49. The One

48 14 0
                                    

play lagunya ya

.
.
.

Sendok makan berdenting dari satu sisi ke sisi yang lain. Percakapan mengudara. Sebagian besar tentang bisnis dan pencapaian. Sering kali dilebih-lebihkan dalam kosakata yang tinggi.

"Lihat Kakak-Kakak kamu."

Davis otomatis melirik dua laki-laki di sampingnya. Masing-masing mengenakan setelan jas. Salah satunya mengenakan kacamata. Yang lain memiliki parut di alis.

Entah disengaja atau tidak. Davis melihat keduanya mengangkat dagu sebagai respon.

"Usaha mereka berjalan lancar. Sekarang sudah masuk ke dalam urutan terbaik se-Asia."

"Davis masih muda, Pa." William berkata acuh.

"Kamu masih dua puluh saat memulainya."

Tidak senang saudaranya dibanggakan. Gorge angkat bicara. "Bukankah lebih menakjubkan Alexander muda itu? Dengar-dengar dia memulai dari masa SMA."

"Kamu tidak bisa membandingkan sapi dari peternakan dan alam."

"Kenapa tidak? Keduanya sama-sama sapi." Gorge tersenyum. Dia puas untuk wajah kesal dari kakaknya tersebut.

"Mungkin kamu sebaiknya memulai usaha dari sekarang."

Sekarang atensi kembali berpusat pada Davis. Cowok itu jelas membencinya. Masing-masing seolah berhak menggerakkan dirinya ke titik manapun.
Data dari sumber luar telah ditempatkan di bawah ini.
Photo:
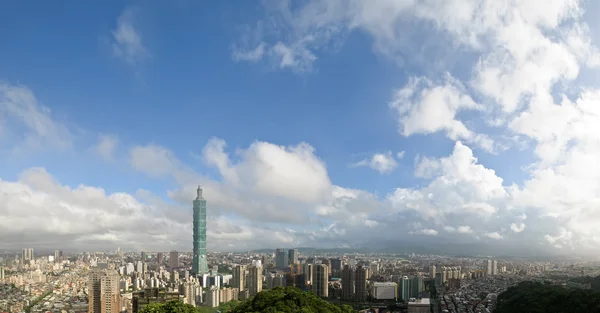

"Kamu berhubungan dengan Louis Jeyanandika, bukan?"

"Hanya kebetulan."

Davis memotong daging di piringnya. Dia tidak bisa membahas Louis. Hubungan mereka telah merenggang. Dia menarik diri untuk melindungi Amy.

Bukan bayaran Louis yang kurang atau manfaat lain yang pudar, tapi ini tentang perasaannya. Meski benci mengakui, Davis terpaksa bilang kalau dia menyukai Amy.

Cewek itu sendiri sudah berada di antara Jonah dan Louis. Dia mana bisa ikut bergabung. Bukan saja kesulitan menang. Davis pun memikirkan ketenangan Amy. Menurutnya, itulah esensi dari cinta, yakni sebuah pengorbanan.

"Kebetulan karena apa?" Gorge tertarik. Dia sendiri tidak bisa mendekati Louis lebih dari hubungan kerja.

"Dia dosen di kampus aku."

"Lalu?" tuntut James-ayah Davis.

"Kami berbicara tentang materi bisnis, kemudian begitulah."

Davis menyumpal potongan daging di atas lidah. Mereka yang hendak berbicara pun mengurungkan niat.

Tidak mau ditanyai lebih jauh. Setelah menghabiskan sepiring steak dan segelas wine, Davis memutuskan pulang dengan urusan kampus selaku alasan.

Panggilan Louis masuk ke ponsel. Davis sudah menerimanya dari sore, tapi dia belum mengangkat sama sekali. Pembicaraan terakhir Louis adalah paksaan untuknya tetap di sisi Amy. Itulah kenapa Davis enggan menjawab.

"Saya tetap menolak."

"Bukan itu yang mau saya bicarakan." Louis langsung menyanggah.

"Ini tentang Amy."

Tahu-tahu punggung Davis telah melurus. Kemalasan dalam dirinya ditelan oleh keingintahuan.

"Amy?"

"Amy menghilang."

Nafas Davis tercekat di tenggorokan.

"Kemarin kami masih sempat berkirim pesan."

"Kemarilah dan jangan beritahu siapapun untuk sementara waktu."